If you have ever been a webmaster, you would know there’s more to a website that just purchasing the domain and setting up the hosting. We are talking about the various files and lines of codes that webmasters are required to copy-paste across the web between their own website as well as search engines, analytics, etc. One of the files is called ‘robot.txt’ or as it is called, Robots Exclusion Protocol (REP) allows webmasters to exclude crawlers and other automatic clients from accessing your site for crawling purposes.
REP has been around for 25 years and although it is recognized and used by almost half a billion websites, it is yet to become a universal standard where Google is taking a stride to make it an internet standard after 25 years of being in existence but the search engine giant is open for interpretation.
According to the extract published by 9to5Google, as said REP is recognized and used across developers and webmasters, however, it doesn’t address modern use cases. One of such exclusions is when a webmaster is using the text editor on its website with BOM characters in their robots.txt file. On the other hand, developers have to address uncertainty with the file as well as it could get as large as hundreds of megabytes.
REP was introduced in 1994 and Google has joined forces with the original author of the protocol and has suggested few changes into the protocol that could be exercised in order to make REP an internet standard. Google will import the use cases of the real world experience in order to revamp the robots.txt.
According to the draft, the protocol will specify webmasters on how much information will be made available to the Googlebot and other extensions in order to influence the Google Search.

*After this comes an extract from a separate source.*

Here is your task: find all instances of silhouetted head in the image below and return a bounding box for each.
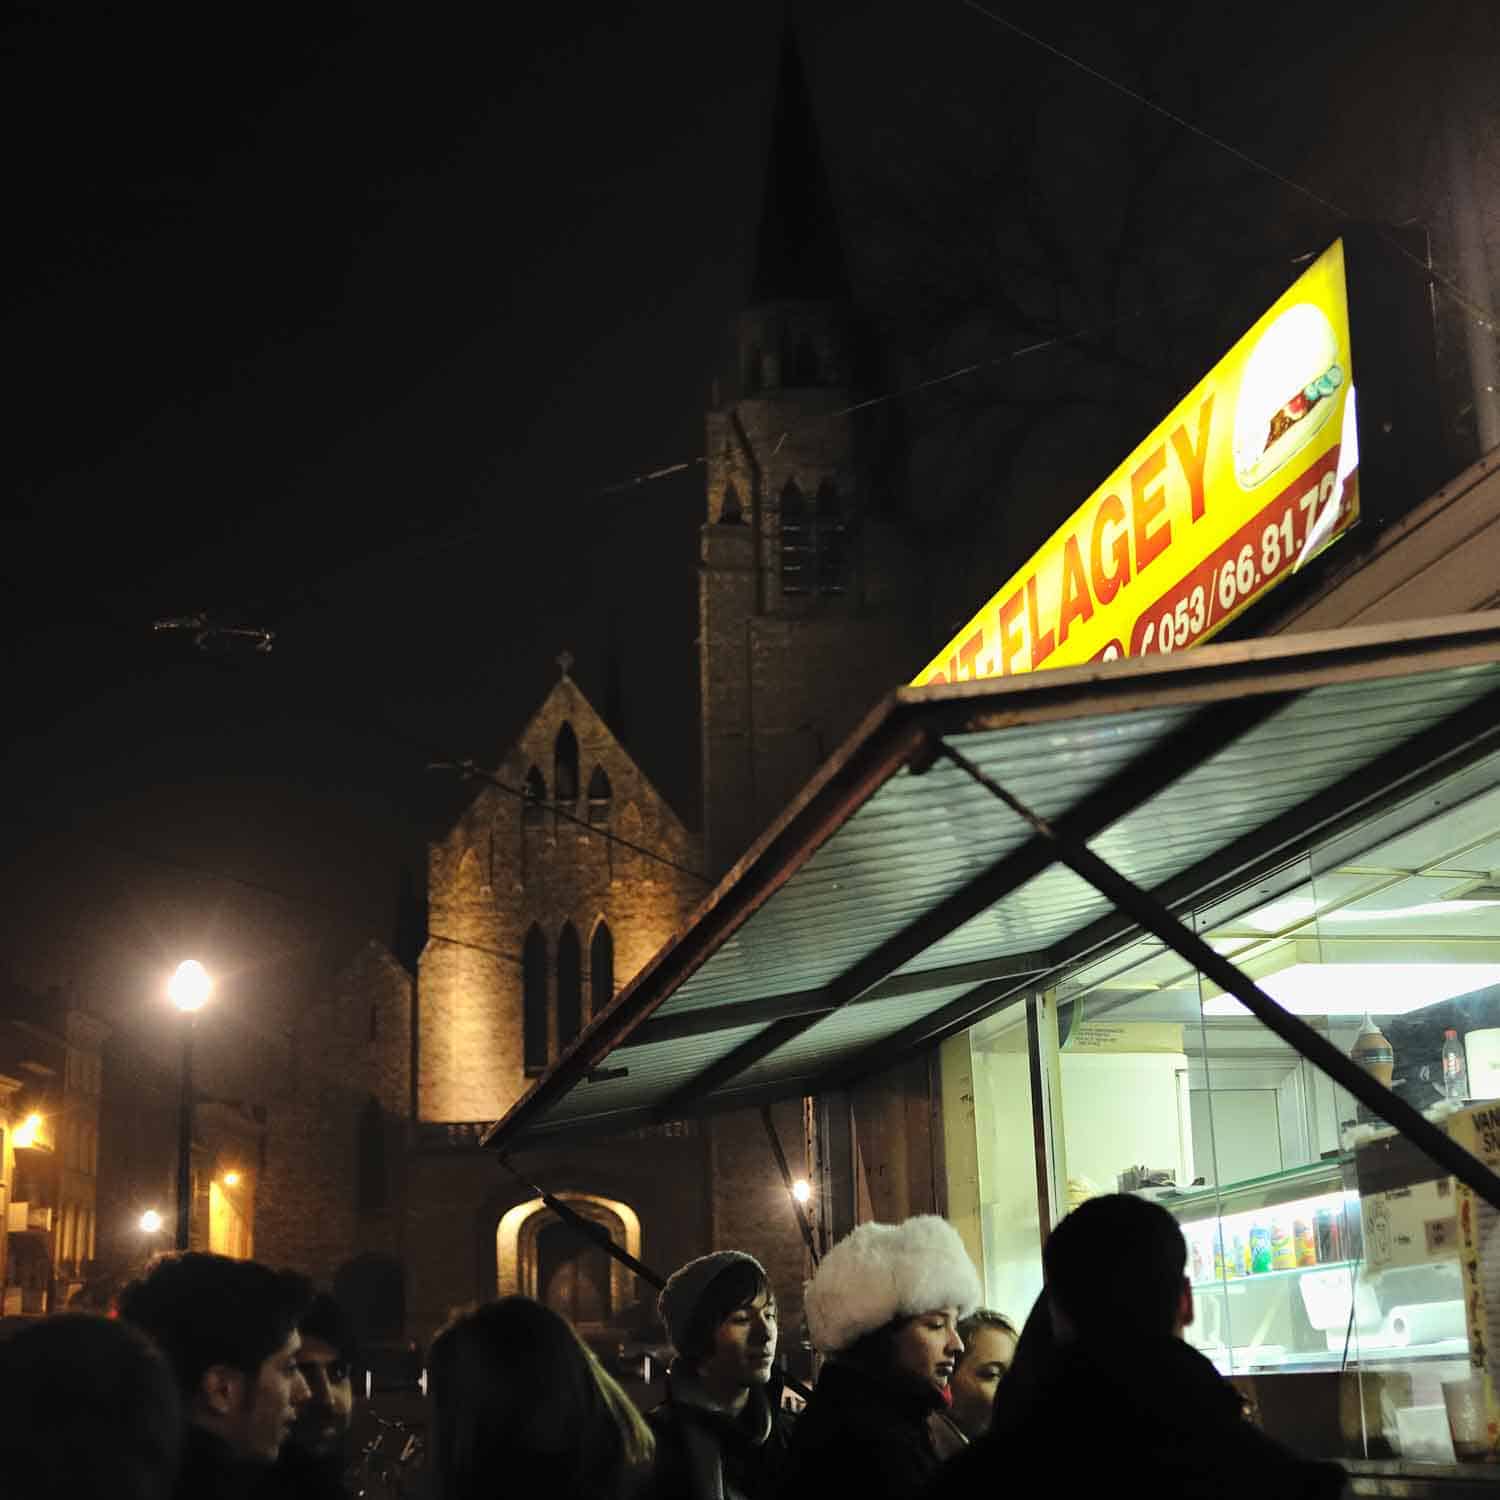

Search Engine Journal points how REP will be used to any URL based transfer protocol which is not just limited to HTTP but CoAP and FTP can use it too.

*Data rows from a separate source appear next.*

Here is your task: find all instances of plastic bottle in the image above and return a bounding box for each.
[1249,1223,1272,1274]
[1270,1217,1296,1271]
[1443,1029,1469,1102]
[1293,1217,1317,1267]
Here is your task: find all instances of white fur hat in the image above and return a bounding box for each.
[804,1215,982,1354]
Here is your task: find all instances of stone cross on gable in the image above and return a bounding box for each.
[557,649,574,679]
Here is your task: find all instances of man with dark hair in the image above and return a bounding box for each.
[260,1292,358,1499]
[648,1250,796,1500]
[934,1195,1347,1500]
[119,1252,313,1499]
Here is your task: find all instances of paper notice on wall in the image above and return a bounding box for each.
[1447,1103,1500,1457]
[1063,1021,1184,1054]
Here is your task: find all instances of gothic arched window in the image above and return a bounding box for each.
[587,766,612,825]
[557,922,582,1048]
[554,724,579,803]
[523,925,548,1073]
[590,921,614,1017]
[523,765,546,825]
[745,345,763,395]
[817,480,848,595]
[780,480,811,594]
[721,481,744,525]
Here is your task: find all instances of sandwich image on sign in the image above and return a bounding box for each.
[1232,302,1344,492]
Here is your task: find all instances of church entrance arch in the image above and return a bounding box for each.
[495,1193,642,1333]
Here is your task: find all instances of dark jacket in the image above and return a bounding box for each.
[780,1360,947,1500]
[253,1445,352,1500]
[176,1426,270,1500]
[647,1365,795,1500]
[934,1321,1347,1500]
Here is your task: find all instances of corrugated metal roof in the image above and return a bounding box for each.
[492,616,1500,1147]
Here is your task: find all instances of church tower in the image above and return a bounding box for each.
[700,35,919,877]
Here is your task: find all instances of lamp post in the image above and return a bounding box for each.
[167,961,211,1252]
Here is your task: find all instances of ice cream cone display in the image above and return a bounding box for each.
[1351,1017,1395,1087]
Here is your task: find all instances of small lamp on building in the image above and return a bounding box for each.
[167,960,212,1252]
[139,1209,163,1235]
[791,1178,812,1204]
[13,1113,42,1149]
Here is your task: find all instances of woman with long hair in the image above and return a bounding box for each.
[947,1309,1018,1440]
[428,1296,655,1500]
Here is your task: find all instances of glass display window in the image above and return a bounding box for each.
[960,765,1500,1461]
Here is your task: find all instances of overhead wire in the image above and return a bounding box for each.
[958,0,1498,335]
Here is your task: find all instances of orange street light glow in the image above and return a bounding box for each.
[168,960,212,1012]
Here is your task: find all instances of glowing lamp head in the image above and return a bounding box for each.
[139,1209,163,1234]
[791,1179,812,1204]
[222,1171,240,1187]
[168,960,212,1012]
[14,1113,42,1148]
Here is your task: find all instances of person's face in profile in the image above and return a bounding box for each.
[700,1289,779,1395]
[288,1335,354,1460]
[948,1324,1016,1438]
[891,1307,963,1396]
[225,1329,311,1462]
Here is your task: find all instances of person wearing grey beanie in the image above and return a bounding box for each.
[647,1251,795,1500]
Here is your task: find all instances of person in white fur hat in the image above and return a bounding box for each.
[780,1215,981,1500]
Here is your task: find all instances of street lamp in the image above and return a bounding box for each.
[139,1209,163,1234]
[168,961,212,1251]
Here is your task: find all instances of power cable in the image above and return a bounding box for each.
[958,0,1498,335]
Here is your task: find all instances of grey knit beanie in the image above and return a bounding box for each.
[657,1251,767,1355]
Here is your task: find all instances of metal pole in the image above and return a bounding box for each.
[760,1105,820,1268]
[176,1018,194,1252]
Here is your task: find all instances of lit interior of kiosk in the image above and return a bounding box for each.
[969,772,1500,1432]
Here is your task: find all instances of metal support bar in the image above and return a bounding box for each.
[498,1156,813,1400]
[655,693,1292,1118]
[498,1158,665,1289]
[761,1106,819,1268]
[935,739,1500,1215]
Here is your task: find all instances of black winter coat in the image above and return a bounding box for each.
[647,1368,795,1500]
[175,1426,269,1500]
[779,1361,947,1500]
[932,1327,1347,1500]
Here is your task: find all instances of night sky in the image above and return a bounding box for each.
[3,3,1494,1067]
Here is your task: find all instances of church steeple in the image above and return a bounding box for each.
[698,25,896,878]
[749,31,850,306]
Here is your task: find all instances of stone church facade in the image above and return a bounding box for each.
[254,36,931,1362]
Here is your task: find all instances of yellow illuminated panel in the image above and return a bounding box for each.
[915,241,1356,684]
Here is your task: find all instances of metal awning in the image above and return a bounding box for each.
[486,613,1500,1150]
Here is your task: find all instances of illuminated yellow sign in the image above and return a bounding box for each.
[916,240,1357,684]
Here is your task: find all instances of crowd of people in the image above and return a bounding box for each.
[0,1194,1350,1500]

Furthermore, developers must parse the first 500 kibibytes of the robots.txt if not the entire file. Furthermore, webmasters will get flexibility in order to update their robots.txt file since the maximum caching time as proposed by Google is 24 hours. Finally, if there’s any server failure causing robots.txt to become inaccessible, disallowed pages are not crawled for a long period of time as proposed by the new standard for REP which is awaiting feedback from the developers as Google has highlighted its openness towards the proposed protocol before it could be concretized.